Ко мне уже вернулась способность рассуждать и удерживать в памяти все подробности прошлых событий. При упоминании о девушке в ушах, словно наяву, прозвучали признание в любви и призыв о помощи.
- Какую встряску? Что случилось?
- Сейчас объясню, но сначала давай уговоримся ничего ей не рассказывать о твоей ночной прогулке и моих поисках, особенно о том, что я пытался её разбудить. Как удачно вышло, что она так крепко спала! Представляешь, как бы она перепугалась? Она и без того всполошилась, когда узнала, что мы опять ходили в подвал…
- Как она об этом узнала? Ты ей рассказал?
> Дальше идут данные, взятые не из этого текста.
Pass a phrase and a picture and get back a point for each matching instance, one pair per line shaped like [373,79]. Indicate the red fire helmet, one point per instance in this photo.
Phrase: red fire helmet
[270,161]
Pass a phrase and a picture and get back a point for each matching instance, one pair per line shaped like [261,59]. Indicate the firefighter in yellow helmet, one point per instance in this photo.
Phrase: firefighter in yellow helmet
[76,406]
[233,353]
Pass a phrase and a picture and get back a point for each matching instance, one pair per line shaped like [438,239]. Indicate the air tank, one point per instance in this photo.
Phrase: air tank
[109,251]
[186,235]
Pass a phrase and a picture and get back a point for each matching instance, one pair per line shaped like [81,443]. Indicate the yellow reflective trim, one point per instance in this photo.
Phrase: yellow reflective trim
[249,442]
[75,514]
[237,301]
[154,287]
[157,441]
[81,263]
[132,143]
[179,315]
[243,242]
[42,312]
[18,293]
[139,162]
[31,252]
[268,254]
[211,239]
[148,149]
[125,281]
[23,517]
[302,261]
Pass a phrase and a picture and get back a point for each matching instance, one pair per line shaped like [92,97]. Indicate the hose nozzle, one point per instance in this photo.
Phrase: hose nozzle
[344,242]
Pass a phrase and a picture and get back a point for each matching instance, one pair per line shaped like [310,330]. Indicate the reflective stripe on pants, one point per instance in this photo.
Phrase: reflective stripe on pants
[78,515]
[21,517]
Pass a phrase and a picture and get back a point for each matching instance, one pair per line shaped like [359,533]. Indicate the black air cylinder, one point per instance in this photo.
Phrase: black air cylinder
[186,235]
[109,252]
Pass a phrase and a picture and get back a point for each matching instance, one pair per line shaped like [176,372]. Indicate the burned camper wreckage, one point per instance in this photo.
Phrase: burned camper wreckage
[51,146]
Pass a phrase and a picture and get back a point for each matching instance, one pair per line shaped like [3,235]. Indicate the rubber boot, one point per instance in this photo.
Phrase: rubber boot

- Не я, а дядя. Он волнуется, что в конце концов ты всё-таки свернёшь себе шею. Ты ему симпатичен, это я вижу сам, поэтому ему особенно не хочется, чтобы с тобой случилось несчастье. Вообще не хочется, потому что это неприятно, а из-за того, что ты ему нравишься, не хочется особенно. А уж Марта была в отчаянии от нашего, вернее, твоего упрямства. Всё твердила, как опасно ходить по подвалу. Я ей говорю, что знаю его, как свою собственную спальню, ведь я столько раз был там в детстве, а она словно не слышит. Твердит, что с тех пор всё слишком изменилось, что замок в запустении, а в подвал сбрасывают всякий хлам. Но мне понравилось, что она боится не только за целость твоей шеи, но и за мою жизнь, поэтому я и сумел дотерпеть до конца, пока она не выдохлась, и пообещал больше в подвал не спускаться и не пускать туда тебя.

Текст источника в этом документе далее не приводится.